Петер нежно коснулся ее плеча:
– Тебе не обязательно делать вид, что тебе это интересно. Я ведь вижу, что мысленно ты где-то далеко. Что случилось, опять неприятности с Хаймером?
Иоганна фыркнула:
– Неприятности… Смотря что ты подразумеваешь под этим словом. Если ты хочешь знать, не подняла ли я очередное восстание, то нет, неприятностей не было. – Девушка махнула рукой. – Давай поговорим о чем-нибудь другом.
– Слушай! Я ведь твой друг! – Петер ткнул себя пальцем в грудь. – Вместо того чтобы открыться мне, ты прячешься, словно улитка, которую кто-то неосторожно взял в руки.
Иоганна рассмеялась.
– Спасибо за сравнение с улиткой! – отозвалась она, но лицо у нее было уже не таким мрачным, как прежде.
Петер ждал. Заставить Иоганну что-то рассказать было невозможно.
– Ах, я даже не знаю, что со мной! – наконец начала она. – Может быть, все дело в том, что сегодня пятница и я тоскую по своим походам в Зоннеберг.
– Попрошайничество у Фридгельма Штробеля? Видит бог, ты не много потеряла! – презрительно отозвался Петер.
Он не любил скупщиков. Те богатели, а всю ответственность несли стеклодувы, да-да! Кроме того, Штробель был из тех людей, которые предпочитали снижать цену за счет производителя. Ему было все равно, пусть стеклодув хоть в лепешку расшибется, – главное, чтобы он мог договориться с клиентом! А клиентов у него было предостаточно. Говорили, что в мире не найдется крупного города, где Фридгельм Штробель не знал хотя бы одного покупателя стеклянных изделий из Лауши или игрушек из Зоннеберга. Лишь немногие скупщики давали стеклодувам и игрушечникам больше заказов, чем Штробель. И хотя условия у него были просто ужасные, поставщики прямо-таки осаждали его лавку.
– Радуйся, что ты больше не зависишь от этого головореза, – сказал Петер, когда Иоганна промолчала. – Я еще прекрасно помню времена, когда твой отец с трудом выкраивал деньги на заготовки!

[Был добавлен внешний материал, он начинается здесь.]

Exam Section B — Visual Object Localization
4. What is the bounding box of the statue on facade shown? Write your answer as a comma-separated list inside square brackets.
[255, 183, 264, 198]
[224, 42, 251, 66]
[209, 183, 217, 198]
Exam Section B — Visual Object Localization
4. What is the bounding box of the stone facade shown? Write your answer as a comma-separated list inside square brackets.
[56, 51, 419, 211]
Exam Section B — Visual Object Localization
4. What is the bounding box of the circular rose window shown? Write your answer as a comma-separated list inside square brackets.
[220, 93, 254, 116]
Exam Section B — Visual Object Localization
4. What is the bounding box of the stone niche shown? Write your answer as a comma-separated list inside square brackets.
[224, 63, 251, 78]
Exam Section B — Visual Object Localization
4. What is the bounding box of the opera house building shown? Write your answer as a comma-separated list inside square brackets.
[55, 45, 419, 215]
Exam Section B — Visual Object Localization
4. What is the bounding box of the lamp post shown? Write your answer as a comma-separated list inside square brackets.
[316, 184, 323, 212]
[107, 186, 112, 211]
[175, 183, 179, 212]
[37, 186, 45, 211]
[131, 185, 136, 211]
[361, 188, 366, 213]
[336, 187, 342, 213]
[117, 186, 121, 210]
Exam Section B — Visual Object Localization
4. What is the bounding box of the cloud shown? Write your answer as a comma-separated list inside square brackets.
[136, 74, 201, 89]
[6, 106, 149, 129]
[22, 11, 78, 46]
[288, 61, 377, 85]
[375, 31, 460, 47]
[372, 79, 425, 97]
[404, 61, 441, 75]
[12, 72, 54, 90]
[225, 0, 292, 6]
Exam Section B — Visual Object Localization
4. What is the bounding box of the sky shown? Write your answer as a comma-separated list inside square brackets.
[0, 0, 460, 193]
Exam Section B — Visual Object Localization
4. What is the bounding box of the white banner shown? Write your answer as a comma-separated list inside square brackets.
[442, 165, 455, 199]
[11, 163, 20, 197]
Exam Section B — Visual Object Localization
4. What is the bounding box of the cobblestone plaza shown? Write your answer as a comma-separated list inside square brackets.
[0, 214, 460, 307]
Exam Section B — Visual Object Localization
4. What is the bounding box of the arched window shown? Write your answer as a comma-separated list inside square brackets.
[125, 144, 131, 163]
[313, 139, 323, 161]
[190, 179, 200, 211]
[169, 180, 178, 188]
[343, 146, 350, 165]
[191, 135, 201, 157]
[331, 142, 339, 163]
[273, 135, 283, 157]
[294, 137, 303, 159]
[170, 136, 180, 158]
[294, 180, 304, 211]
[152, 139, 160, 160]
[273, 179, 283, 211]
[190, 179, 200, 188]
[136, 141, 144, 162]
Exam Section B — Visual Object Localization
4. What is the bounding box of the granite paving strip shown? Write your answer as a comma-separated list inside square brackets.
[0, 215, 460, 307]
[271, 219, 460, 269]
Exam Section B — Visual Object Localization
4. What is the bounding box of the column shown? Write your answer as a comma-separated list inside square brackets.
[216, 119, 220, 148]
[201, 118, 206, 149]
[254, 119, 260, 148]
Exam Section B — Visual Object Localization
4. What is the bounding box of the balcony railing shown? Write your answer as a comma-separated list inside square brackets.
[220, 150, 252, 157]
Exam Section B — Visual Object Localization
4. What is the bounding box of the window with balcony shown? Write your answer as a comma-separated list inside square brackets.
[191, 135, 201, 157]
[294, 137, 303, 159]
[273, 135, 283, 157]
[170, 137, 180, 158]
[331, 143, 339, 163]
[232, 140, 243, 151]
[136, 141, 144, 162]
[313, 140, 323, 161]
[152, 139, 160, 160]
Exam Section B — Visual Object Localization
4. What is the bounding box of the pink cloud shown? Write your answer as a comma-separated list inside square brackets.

– Тут уж ничего не поделаешь. Стеклодувам приходится выкладываться, но зато скупщики заключают сделки. А в этом вопросе Штробелю нет равных, – сухо отозвалась Иоганна.
Петер подошел к камину, открыл выдвижной ящичек и подложил в него немного щепок.
– Ну да ладно. И все же я не верю, что твоя подавленность связана с тем, что ты тоскуешь по Штробелю!
Девушка опустила руки на колени.
– Честно говоря, я тоже не знаю, что со мной. Отца нет всего пять недель, а мне кажется, что прошла уже целая вечность. У нас нет даже времени подумать о нем! Каждое утро уходим из дома до восхода солнца, а когда возвращаемся обратно, уже снова темно. Не успеваем стирать, готовить еду, кругом пыль, в доме холодно. – Она с упреком посмотрела на Петера, словно он был виноват во всех этих неприятностях. – Как-то так получилось, что это больше не наш теплый дом, где приятно пахло жареной картошкой. Вставать, идти на работу, возвращаться домой, ложиться спать – больше ничего мы не успеваем. И все это ради нескольких марок, которых не хватает на жизнь, но и умереть от голода они не дают…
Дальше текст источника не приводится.